2. Materials and methods

2.1. Chemicals and reagents

MTG, COR, PAY, SPC, and SPG (purity ≥ 98 %) were extracted and purified from the dried leaves of Mitragyna speciosa as described by Sharma et al. (Sharma et al., 2019) obtained from Pure Land Ethnobotanicals (Madison, WI, USA). The 7HMG (purity ≥ 98 %) synthesis was performed in-house using a method reported by Takayama et al. (Takayama et al., 2002). The chemical purity and structural characterization of each alkaloid was obtained by proton and carbon nuclear magnetic resonance (1H or 13C NMR) spectroscopy, high-performance liquid chromatography-photodiode array detection (HPLC-PDA), and high-resolution quadrupole time of flight mass spectrometry (LC-Q-TOF) (Sharma et al., 2019). Nicotinamide adenine dinucleotide phosphate reduced tetrasodium salt (NADPH) was obtained from MP Biomedicals (Solon, OH, USA). Montelukast sodium was obtained from Cayman Chemical (Waterloo, Australia). S-mephenytoin was purchased from Corning (Corning, NY, USA). Sulfaphenazole, (+)-N-3-benzylnirvanol, quinidine, ketoconazole, caffeine, quercetin, phenacetin, amodiaquine hydrochloride, diclofenac sodium, dextromethorphan hydrobromide, midazolam solution, 6β-hydroxytestosterone, α-naphthoflavone and testosterone were purchased from Sigma Aldrich (St. Louis, MO, USA). Acetaminophen, N-desethylamodiaquine hydrochloride, 4-hydroxydiclofenac, 4-hydroxymephenytoin, and dextrorphan were purchased from Santa Cruz Biotechnology (Santa Cruz, CA, USA). Human liver microsomes [pool of 200 donors (100 male and 100 female)] were purchased from XenoTech, LLC (Lenexa, KS, USA). High-performance liquid chromatography mass spectrometry (LC–MS) grade acetonitrile (ACN), formic acid, ammonium acetate, analytical grade potassium dihydrogen phosphate, and dipotassium hydrogen phosphate were purchased from Fisher Scientific (Fair Lawn, NJ, USA).
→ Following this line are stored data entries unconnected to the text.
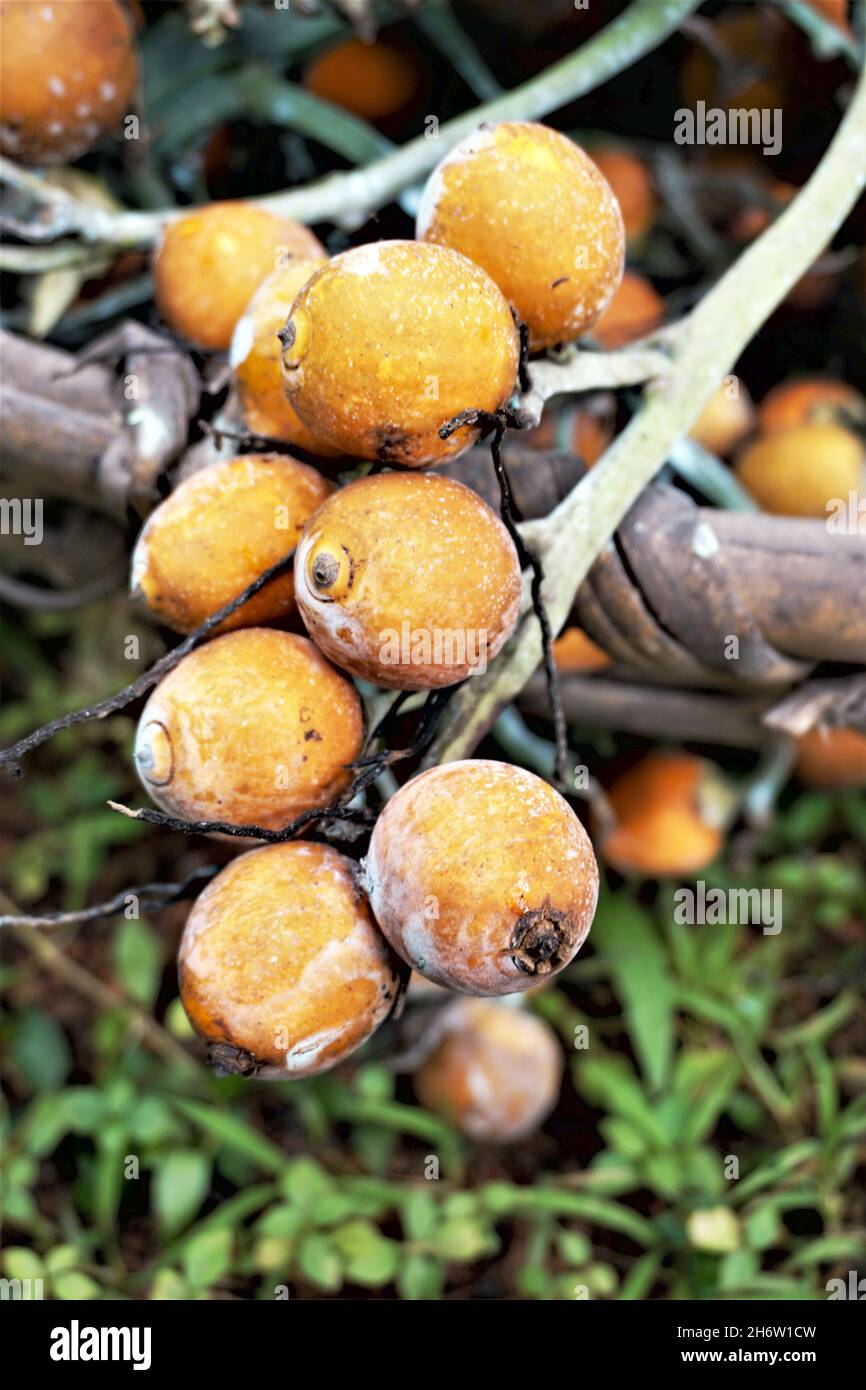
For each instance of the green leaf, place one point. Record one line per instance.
(138, 959)
(370, 1258)
(181, 1182)
(627, 937)
(319, 1262)
(207, 1258)
(232, 1132)
(39, 1050)
(419, 1276)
2.2. Liquid chromatography-tandem mass spectra analysis

The sample analysis was conducted using UPLC-MS/MS. The UPLC-MS/MS system comprised of a Waters Acquity I class UPLC system coupled with Waters Xevo TQ-S Micro mass spectrometer (Waters Corp., Milford, MA, USA). The chromatographic separations of the metabolites were performed on a Waters Acquity BEH, C18, 1.7 μm, 2.1 × 50 mm column maintained at a temperature of 45 °C. The mobile phase was either solvent A as 0.1 % v/v formic acid in water (for positive mode of ionization) or 5 mM ammonium acetate in water (for negative mode of ionization) and ACN as solvent B for both ionization modes delivered at a flow rate of 0.3 mL/min with a linear gradient as follows: 5 % B until 0.5 min, 5–90 % B over 2.0 min, maintained at 90 % B until 2.5 min and immediately decreased to 5 % B and maintained at 5 % B until 3 min. The data was acquired using MassLynx® software. The mass spectrometer was operated in the positive electrospray mode for all analytes except for 4-hydroxymephenytoin for which negative electrospray ionization mode was used. The capillary temperature was maintained at 450 °C, source temperature at 150 °C, capillary voltage 0.8 kV for positive mode ionization and −3.0 kV for negative mode ionization, desolvation gas and cone gas flows were set to 900 L/hr and 50 L/hr respectively. The MS/MS analysis was performed using argon as the collision gas. The analysis was conducted in multiple reaction monitoring mode (MRM), the details of the MRM transition, collision energy and cone voltages are shown in Supplemental Table S1. The representative chromatograms of the metabolites are shown in Fig. S1.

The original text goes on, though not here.